Kompülsiyonlar ise bu obsesyonlara karşı vücudun verdiği dürtüsel fiillerdir. "Masturbasyon, pornogrofik içerik izlemek, başkalarına soru sorarak kendi kimliğinde bir yere varmak hareketi " örnek olarak verilebilir.
Tedavi edilmesi gerekiyor mu?
Evet. OKB günümüzde tedavi edilebilen edilmesi gereken bir nevrotik hastalıktır. İlaç + psikoterapi gerektirir. Aşırı kaygılı düşünceler (ör: ben eşcinsel miyim ) dopaminin yüksek olmasından kaynaklanır. İlaçlarla dopamin düzeyi düşürülür. Maruz bırakma ve bilişsel davranışçı terapi teknikleriyle kişi terapi edilir.

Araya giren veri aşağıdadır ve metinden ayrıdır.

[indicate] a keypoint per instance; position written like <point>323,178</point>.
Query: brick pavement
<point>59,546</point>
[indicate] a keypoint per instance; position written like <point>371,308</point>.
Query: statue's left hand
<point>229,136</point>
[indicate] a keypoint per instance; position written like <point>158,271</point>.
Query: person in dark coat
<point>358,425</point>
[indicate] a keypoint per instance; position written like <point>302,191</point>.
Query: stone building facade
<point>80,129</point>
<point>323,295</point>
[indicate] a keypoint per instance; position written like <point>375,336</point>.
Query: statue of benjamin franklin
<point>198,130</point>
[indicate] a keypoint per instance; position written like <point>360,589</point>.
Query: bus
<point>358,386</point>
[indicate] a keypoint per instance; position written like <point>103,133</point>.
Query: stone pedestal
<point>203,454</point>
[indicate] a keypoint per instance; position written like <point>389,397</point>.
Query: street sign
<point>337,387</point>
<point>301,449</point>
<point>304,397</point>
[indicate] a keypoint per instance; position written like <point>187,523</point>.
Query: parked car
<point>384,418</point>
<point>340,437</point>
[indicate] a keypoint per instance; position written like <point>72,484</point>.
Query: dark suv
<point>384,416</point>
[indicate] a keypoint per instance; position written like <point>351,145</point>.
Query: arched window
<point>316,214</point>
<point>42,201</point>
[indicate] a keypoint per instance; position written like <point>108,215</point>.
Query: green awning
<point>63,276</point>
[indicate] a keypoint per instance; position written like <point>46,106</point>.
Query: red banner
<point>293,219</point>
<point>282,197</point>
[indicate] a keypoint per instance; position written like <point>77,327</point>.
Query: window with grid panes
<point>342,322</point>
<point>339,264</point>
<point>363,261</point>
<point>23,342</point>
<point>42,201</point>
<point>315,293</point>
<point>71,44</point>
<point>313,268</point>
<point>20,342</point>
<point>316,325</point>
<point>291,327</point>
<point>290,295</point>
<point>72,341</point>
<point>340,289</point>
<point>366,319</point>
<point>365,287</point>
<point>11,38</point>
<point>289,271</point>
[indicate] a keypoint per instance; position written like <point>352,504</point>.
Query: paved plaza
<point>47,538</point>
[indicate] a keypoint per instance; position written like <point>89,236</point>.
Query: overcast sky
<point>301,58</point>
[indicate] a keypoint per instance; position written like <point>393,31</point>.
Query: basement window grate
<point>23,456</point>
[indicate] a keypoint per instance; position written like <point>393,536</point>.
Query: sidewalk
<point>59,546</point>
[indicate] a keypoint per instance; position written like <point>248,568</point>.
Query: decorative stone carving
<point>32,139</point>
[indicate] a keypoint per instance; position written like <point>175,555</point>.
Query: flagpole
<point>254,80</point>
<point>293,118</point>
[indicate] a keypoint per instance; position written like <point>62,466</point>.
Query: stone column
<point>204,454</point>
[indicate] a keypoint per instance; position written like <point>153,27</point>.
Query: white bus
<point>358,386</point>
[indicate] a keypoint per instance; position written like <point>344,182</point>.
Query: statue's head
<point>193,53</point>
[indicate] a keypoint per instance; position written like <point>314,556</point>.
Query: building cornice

OKB bir tür anksiyete bozukluğudur. Anksiyete varsa kardeşi depresyon olabilir. Kişinin kendi kimliğinde kararsızlığı, karmaşası, gey olma korkusunda dolayı dışlanma ve yargılanma korkusu kişide yalnızlık, suçluluk duygularına sebep olabilir ki bunlar da depresyonun altında yatan duygulardandır. Depresyon ağırlaşırsa intihar ile sonuçlanabilir.
Depresyon tedavi edilmesi gereken biyolojik bir hastalıktır.
Çocuk depresyona girmemek için koruma mekanizması olarak alkol ve uyuşturucuya başlar.
Ek olarak aşırı dominant, koruyucu, sevici bir anne ile aşırı alakasız ruhsuz ilgisiz bir baba çocuğa anneyle özdeşlemeye bir ortam yaratır. Bu da eşcinselliğin yahut eşcinsellik ile ilgili kimlik karmaşalarının alakası olduğu nevrotik bozukluklara nedendir.
UYARI: BU DURUM ÇOCUĞUN SUÇU DEĞİLDİR.
EĞER BÖYLE BİRİNİ GÖRÜRSENİZ PSİKOLOJİK DESTEK ALMASINI TAVSİYE EDİNİZ. DIŞLAMAYINIZ. YARGILAMAYINIZ.